Cami görevlilerinin, aynı zamanda kürsü hizmetleri vermesinin önündeki engellerin kısmen kaldırıldığını biliyoruz. Bazı imamlara aynı zamanda hatiplik imkânı verilerek cemaate dini sohbetler yapmalarının önü açılmış. Tek merkezden yapılan vaazların etkilerinin az olduğu konusundaki genel şikâyetlerin sonucunda, böyle bir imkânın tanınmış olması, önemli bir açılım. Nitekim müftülüğe bir dilekçe ile bildirmeleri halinde tüm din görevlilerinin bu hizmeti yapabilecekleri duyurulmuş, merkezi bir engel bırakılmamış. Bu konuda da din görevlilerinin duyarlı olmaları ve bu imkânı iyi kullanmaları gerekir. Kendilerini geliştirmeleri ve yetiştirmeleri açısından da önemli bir fırsattır. Yine cemaatin de talepkar olarak, bu açılımın gelişmesine yardımcı olması beklenir.

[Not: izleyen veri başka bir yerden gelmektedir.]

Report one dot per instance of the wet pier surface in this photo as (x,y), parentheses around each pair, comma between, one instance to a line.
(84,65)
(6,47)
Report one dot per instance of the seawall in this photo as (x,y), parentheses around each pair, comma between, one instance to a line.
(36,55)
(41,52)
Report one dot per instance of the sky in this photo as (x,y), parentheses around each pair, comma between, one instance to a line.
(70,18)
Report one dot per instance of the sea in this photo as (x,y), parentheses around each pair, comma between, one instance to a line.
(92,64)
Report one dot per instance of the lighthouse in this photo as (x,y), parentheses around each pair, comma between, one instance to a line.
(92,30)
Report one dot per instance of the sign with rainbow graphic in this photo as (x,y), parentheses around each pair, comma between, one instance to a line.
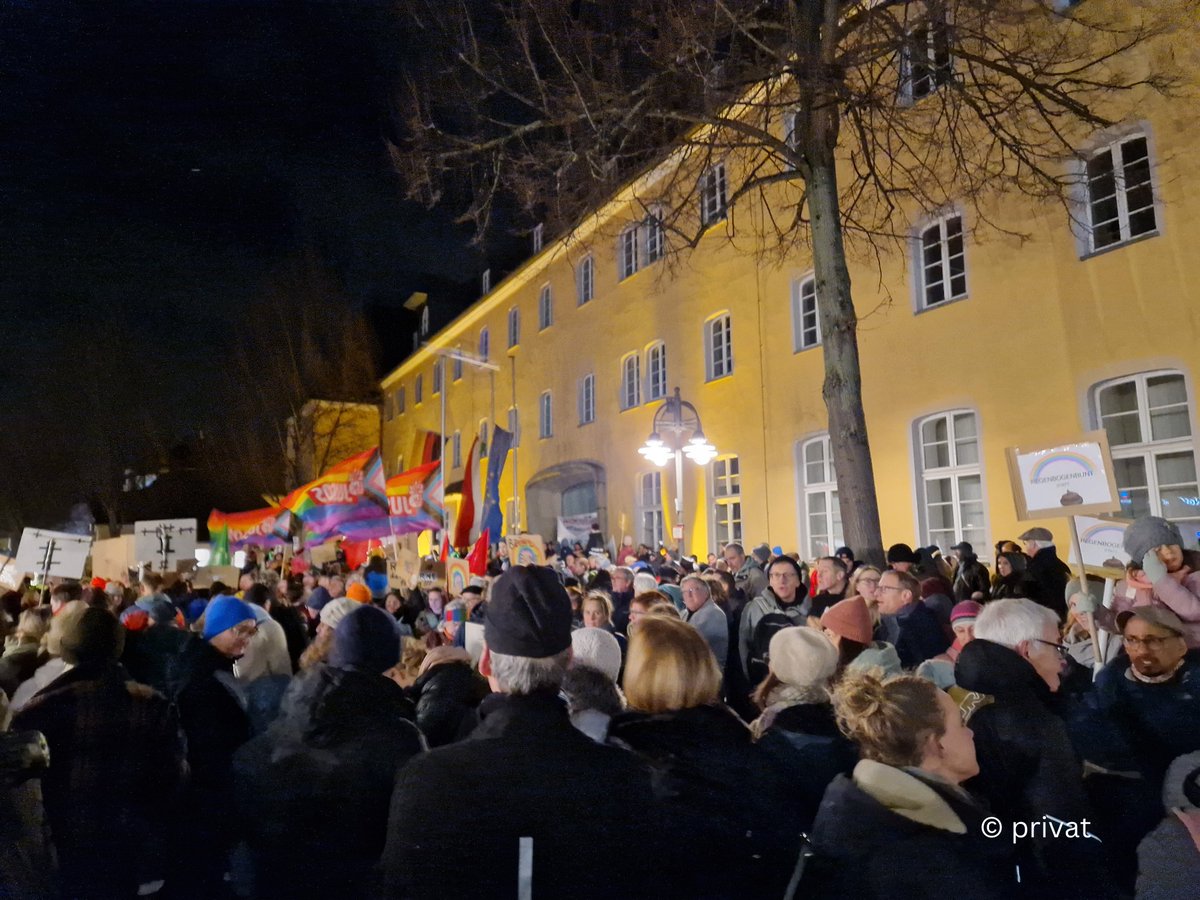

Camilerin oniki saat açık olması, iyi düşünülmüş bir açılımdır. Ancak içinin doldurulması gerekir. Camiyi mahallenin merkezi yapacak çalışma ve projelerle din görevlilerimiz özlenen Cami örneğini gösterebilirler.
Okullar kapanıyor ve yaz kursları başlıyor. Artık camilerde verilecek kurslarda yaş sınırı olmayacak. Bu kurslara çok büyük katılım oluyor. Planlanması ve uygulanması kolay olmamakla beraber, Diyanet bu görevi aksatmadan yürütüyor. Son yıllarda daha düzenli ve planlı bir eğitim verildiğini biliyoruz. Bu eğitim için camideki din görevlileri çoğu zaman yeterli olmuyor. Dışarıdan görevlendirmeler yapılıyor. Yine de yetişmiyor. Bu konuda cami cemaatinin desteklerine ihtiyaç oluyor.”Sizin en hayırlınız Kur’anı öğrenen ve öğretendir” mesajını almış ve vakti ve bilgisi yeterli cemaatin görevlilere yardımcı olmaları gerekiyor.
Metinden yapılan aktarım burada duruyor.